- Born: Wexford, Ireland
- Education: Central Saint Martins

= Richard Malone (artist) =

Irish artist

Richard Malone is an Irish artist and designer from Wexford, Ireland.

==Early life and background==
Richard Malone was born in 1990 and grew up in Wexford, Ireland. He often references his working class upbringing and Irish identity as significant influences in his work. Before his formal education in art, Malone worked with his father on building sites and began his initial studies in art at Waterford College of Further Education.

==Artistic career==
Malone graduated from Central Saint Martins in 2014. Following his graduation, his collection was purchased by Brown Thomas in Dublin. In 2017, his work was featured in the Museum of Modern Art's "Is Fashion Modern?" exhibition. In 2019, Malone was a finalist for the LVMH Prize. and, in 2020, won the Woolmark Prize. In February 2021, Malone was shortlisted as a finalist for the BFC/Vogue Designer Fashion Fund.

Malone's creative practice spans across various mediums such as sculpture, installation, performance, drawing, costume, and garment making. His work often delves into gendered labor practices to explore themes of queerness, class, place, and otherness. In 2023, Malone received the Golden Fleece Award.

His essays and letters have been featured in British Vogue and Luncheon magazine. In 2022, an exhibit showcasing Malone's poems and self-portraits titled "Out in the World: Ireland’s LGBTQ+ Diaspora" was held at EPIC The Irish Emigration Museum.

Recent solo exhibitions include those at the National Gallery of Ireland in Dublin, Ormston House in Limerick, and in 2023, his most extensive sculptural mobile was displayed at the Royal Academy in London.

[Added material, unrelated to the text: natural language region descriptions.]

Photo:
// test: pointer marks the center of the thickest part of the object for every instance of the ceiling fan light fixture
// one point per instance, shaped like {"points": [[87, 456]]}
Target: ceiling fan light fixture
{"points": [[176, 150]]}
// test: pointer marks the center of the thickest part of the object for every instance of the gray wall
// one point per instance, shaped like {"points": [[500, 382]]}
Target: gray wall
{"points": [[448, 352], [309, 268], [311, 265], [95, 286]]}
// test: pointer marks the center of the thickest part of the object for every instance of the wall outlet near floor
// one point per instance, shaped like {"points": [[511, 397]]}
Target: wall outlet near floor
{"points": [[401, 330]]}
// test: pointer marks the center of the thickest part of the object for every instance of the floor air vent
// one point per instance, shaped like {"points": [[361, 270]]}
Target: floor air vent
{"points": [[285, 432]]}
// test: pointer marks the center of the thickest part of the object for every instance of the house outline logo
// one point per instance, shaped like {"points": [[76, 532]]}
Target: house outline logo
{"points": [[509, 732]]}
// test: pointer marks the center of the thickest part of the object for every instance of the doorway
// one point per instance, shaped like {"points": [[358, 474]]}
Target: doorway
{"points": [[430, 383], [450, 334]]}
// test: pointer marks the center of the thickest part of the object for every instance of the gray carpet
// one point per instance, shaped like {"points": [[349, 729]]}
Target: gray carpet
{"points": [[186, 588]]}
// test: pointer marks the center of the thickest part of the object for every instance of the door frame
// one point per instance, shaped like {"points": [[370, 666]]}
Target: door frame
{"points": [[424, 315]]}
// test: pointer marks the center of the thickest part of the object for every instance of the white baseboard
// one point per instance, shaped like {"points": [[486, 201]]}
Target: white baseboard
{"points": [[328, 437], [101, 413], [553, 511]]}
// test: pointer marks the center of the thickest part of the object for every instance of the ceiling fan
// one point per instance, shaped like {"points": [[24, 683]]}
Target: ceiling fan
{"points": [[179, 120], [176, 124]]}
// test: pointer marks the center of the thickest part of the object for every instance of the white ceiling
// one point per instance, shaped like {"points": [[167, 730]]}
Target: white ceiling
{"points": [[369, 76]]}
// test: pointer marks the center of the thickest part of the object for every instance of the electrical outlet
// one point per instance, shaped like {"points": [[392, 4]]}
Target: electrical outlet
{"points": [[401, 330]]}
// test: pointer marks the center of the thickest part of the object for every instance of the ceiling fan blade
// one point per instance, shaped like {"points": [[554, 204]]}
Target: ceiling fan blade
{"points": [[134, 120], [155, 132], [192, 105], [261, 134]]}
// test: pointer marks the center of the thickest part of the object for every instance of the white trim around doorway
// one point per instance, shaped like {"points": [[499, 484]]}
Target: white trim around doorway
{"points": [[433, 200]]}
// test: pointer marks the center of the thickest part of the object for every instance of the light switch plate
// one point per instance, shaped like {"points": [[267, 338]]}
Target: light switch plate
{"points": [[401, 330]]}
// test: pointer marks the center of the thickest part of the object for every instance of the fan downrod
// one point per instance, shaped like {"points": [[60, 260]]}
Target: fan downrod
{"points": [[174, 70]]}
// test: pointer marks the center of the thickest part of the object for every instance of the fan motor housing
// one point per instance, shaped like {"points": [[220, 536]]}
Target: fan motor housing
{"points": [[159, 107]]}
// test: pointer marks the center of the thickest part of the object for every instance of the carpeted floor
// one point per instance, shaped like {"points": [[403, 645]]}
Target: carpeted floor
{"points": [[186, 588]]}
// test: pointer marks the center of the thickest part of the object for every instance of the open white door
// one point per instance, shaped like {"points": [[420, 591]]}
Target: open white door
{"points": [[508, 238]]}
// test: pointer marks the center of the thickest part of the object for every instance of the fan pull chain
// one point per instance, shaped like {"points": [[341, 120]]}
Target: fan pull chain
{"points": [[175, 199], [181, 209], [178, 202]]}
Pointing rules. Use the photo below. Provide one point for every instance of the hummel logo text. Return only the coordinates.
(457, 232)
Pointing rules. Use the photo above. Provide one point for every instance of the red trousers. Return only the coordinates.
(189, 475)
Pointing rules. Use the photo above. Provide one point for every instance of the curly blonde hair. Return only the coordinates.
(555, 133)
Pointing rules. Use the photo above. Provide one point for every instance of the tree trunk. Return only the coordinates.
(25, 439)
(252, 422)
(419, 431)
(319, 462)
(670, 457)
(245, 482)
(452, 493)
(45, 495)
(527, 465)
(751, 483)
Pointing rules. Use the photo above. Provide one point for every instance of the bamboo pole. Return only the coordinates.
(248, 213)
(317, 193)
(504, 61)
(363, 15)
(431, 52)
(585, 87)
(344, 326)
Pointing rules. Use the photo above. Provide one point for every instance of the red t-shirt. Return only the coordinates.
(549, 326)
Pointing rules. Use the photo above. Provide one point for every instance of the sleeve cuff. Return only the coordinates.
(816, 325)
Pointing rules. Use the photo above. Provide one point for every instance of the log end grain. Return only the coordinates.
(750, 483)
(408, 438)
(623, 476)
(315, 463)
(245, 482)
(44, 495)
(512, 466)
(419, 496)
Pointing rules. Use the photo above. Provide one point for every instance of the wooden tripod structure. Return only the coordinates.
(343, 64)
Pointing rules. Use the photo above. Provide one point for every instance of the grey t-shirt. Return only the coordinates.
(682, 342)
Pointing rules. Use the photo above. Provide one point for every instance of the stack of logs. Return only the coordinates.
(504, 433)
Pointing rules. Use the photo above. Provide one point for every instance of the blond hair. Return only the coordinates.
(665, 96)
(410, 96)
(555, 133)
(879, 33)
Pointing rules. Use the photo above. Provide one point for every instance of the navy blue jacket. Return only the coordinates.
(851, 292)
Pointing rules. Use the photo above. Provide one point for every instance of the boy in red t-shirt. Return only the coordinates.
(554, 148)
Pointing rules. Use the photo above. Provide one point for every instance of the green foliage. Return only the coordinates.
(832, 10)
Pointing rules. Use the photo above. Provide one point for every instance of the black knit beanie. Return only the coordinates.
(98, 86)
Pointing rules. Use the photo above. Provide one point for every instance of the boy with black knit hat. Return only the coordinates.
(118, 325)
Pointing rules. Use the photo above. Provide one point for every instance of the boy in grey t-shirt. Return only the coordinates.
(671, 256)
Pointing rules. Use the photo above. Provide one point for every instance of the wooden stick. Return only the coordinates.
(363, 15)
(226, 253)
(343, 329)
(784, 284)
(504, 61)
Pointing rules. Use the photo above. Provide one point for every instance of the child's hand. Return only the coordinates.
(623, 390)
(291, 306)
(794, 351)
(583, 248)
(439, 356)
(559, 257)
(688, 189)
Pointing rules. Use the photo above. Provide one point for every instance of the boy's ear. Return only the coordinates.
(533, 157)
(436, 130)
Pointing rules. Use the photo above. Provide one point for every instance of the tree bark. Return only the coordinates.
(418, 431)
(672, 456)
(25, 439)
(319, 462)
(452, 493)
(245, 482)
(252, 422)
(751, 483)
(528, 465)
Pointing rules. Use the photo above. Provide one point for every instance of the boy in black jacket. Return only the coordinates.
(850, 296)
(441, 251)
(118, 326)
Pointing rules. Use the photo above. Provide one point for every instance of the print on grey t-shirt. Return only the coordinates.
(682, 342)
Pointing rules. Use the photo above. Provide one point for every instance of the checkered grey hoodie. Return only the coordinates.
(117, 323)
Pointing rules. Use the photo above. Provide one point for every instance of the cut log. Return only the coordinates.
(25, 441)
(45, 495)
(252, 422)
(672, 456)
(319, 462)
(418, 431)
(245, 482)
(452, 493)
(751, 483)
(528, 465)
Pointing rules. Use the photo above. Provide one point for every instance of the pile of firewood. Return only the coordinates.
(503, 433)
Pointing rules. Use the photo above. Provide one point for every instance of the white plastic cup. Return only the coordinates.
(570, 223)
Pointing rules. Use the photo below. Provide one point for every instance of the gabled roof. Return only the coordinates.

Malone often emphasizes the importance of his identity as a "queer, working class immigrant from rural Ireland." He acknowledges the value of the skills he learned in rural Ireland – including stitching, curtain making, welding, and metal bending.

In 2022, he was the artist in residence at the National Gallery of Ireland in Dublin, responding to the gallery's premiere exhibition of Alberto Giacometti in Ireland.

Various institutions, including the Museum of Modern Art in New York, the Victoria and Albert Museum in London, and the National Gallery of Victoria in Melbourne, hold Malone's work. A portrait of Malone by Howard Tangye is part of the National Portrait Gallery, London.

From 2020 to 2022, Malone curated the touring exhibition "Making and Momentum: In Conversation with Eileen Gray". This exhibition celebrated modernism in Ireland and the influence of Irish craftsmanship globally. The show concluded in Wexford, where select works were auctioned, raising funds for the restoration of Eileen Gray's work and the establishment of an artist's prize.